"The horror we have seen over the past four days is traumatic. Nothing prepares you for shallow graves containing children lying head to tail and wrapped in simple leso (cotton cloth, editor's note)."
The bodies of 90 people, all members of the International Church of Good News, were found in the farm of Paul Mackenzie Nthenge, who encouraged his followers to starve themselves to death to meet God.
Last week, a police rescue operation rescued 15 members of this community. Four people had died, but the discovery of mass graves had suggested the existence of an even more terrible tragedy. For several days, the 325 hectares of this farm have been excavated. And there could be dozens of mass graves.
On Tuesday, Interior Minister Kithure Kindiki came to the scene. "We don't know how many mass graves, how many bodies we're going to find," he said.
"The majority of exhumed bodies are children," said a medical examiner on site, on condition of anonymity. “We exhumed mostly children, then come the women,” confirmed an officer from the Directorate of Criminal Investigations (DCI).
But this assessment is only provisional, since the excavations ceased on Tuesday. The scale of what is now called the "Shakahola forest massacre", forces a pause in the search for mass graves.
"We will not dig in the next two days to have time to carry out the autopsies because the morgues are full," the DCI officer told AFP. According to Hussein Khalid is the executive director of the NGO Haki which had alerted to the actions of this sect. It bears witness to the "horror".
“The horror we have seen over the past four days is traumatic. Nothing prepares you for shallow graves containing children lying head to tail and wrapped in simple leso (cotton cloth, editor’s note),” he said. he adds.
Thirty-four people were also found alive, said Mr. Kindiki, stressing the country's "shock and pain" at this "barbaric act". The minister raised the possibility of prosecution for "terrorism" against Paul Mackenzie Nthenge, the self-proclaimed "pastor" of this group.
"Those who called to fast and die ate and drank, and claimed they were preparing them to meet their Creator," he blasted. According to Citizen TV, Kithure Kindiki is considering the pastor being brought before the International Criminal Court to answer for his atrocities.
On Monday, President William Ruto called Paul Mackenzie Nthenge a "terrorist" and promised tough action against those "who want to use religion to advance a shady and unacceptable ideology".
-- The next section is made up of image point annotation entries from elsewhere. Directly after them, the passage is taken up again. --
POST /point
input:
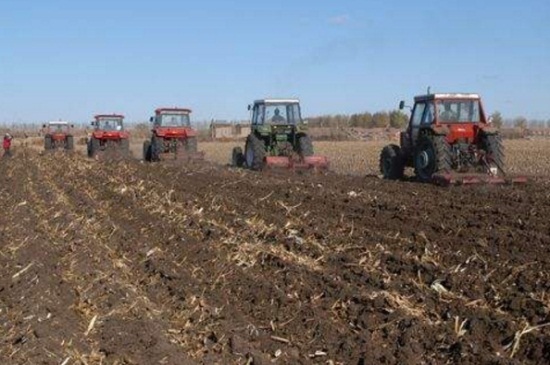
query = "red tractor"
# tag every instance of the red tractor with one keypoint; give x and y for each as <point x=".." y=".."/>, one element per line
<point x="172" y="136"/>
<point x="448" y="141"/>
<point x="108" y="136"/>
<point x="58" y="135"/>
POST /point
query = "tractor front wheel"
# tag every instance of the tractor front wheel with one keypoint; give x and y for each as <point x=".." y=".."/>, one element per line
<point x="255" y="153"/>
<point x="237" y="157"/>
<point x="94" y="147"/>
<point x="392" y="166"/>
<point x="69" y="146"/>
<point x="494" y="150"/>
<point x="48" y="143"/>
<point x="191" y="145"/>
<point x="147" y="151"/>
<point x="157" y="148"/>
<point x="433" y="156"/>
<point x="305" y="147"/>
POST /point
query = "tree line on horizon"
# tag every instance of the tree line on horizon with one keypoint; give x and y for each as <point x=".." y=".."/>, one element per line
<point x="382" y="119"/>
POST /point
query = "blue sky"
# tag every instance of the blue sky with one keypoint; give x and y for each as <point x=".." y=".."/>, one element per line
<point x="71" y="59"/>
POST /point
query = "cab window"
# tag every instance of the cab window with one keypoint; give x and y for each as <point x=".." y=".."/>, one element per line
<point x="418" y="112"/>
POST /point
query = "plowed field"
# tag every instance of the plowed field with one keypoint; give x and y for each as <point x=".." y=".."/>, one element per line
<point x="132" y="263"/>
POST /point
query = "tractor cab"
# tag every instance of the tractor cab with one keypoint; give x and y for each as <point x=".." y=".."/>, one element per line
<point x="172" y="136"/>
<point x="57" y="128"/>
<point x="108" y="123"/>
<point x="58" y="135"/>
<point x="278" y="120"/>
<point x="276" y="112"/>
<point x="108" y="135"/>
<point x="457" y="116"/>
<point x="171" y="118"/>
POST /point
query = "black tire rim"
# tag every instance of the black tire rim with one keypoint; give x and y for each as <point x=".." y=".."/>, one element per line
<point x="425" y="162"/>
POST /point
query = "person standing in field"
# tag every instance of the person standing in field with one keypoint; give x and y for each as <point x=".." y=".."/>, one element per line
<point x="7" y="145"/>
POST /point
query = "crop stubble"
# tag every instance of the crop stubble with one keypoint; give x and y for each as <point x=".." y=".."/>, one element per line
<point x="132" y="263"/>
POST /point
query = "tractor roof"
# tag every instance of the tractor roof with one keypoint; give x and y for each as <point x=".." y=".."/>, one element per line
<point x="172" y="110"/>
<point x="58" y="122"/>
<point x="105" y="116"/>
<point x="277" y="101"/>
<point x="452" y="96"/>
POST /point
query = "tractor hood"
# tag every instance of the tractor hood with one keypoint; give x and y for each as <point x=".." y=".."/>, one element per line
<point x="58" y="136"/>
<point x="175" y="132"/>
<point x="110" y="134"/>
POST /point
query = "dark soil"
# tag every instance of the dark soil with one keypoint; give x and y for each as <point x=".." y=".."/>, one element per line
<point x="132" y="263"/>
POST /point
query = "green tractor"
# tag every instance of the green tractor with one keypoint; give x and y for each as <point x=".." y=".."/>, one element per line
<point x="277" y="139"/>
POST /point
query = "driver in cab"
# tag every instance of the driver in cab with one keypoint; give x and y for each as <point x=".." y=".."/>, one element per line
<point x="448" y="115"/>
<point x="278" y="118"/>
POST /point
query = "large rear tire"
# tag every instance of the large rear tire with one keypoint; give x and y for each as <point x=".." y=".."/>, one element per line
<point x="125" y="146"/>
<point x="494" y="149"/>
<point x="237" y="157"/>
<point x="147" y="151"/>
<point x="191" y="145"/>
<point x="47" y="143"/>
<point x="69" y="143"/>
<point x="305" y="146"/>
<point x="392" y="166"/>
<point x="95" y="146"/>
<point x="255" y="153"/>
<point x="157" y="148"/>
<point x="433" y="156"/>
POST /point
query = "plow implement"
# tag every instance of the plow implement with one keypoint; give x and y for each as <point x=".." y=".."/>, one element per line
<point x="317" y="163"/>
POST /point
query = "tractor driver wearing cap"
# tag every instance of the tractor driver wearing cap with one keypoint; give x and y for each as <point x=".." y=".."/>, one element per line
<point x="278" y="118"/>
<point x="448" y="115"/>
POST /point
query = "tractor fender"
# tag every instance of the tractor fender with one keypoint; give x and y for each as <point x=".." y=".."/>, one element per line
<point x="489" y="130"/>
<point x="191" y="132"/>
<point x="439" y="130"/>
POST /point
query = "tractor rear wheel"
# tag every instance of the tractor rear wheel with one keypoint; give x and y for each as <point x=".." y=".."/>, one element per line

In 2017, Paul Mackenzie Nthenge had already been arrested in 2017. Accused of "radicalization", he advocated not putting children in school, claiming that education is not recognized in the Bible. Last March, he was again arrested, before being released on bail, after two children died of starvation in the care of their parents, who then buried them.
He is now in custody after surrendering to police on April 14, when police operations began in the forest. He is due in court on May 2.
Director of Public Prosecutions (DPP) Noordin Hajia orders the seizure of the property of Paul Mackenzie Nthenge. He has pledged to prosecute the controversial preacher and his co-defendants.
"Preliminary investigations indicate that the suspects may have committed serious crimes, including, but not limited to, murder; recruiting, counseling and assisting people to commit suicide; terrorist acts by threatening national security and safety public and radicalization." Kithure Kindiki said the massacre constitutes "a turning point in the way Kenya deals with serious security threats posed by religious extremists".
"We will strengthen the laws governing religious organizations. Any preacher who preaches a message contrary to the Constitution of Kenya or who engages in criminal activities must be arrested. There must be accountability," he said. affirmed in remarks taken up by CitizenTV.
according to Metro, other survivors may currently be hiding nearby. They risk death if they are not found quickly.
La Kenyan Red Cross says 212 people are missing. Among them, two were rescued on Monday and returned to their families.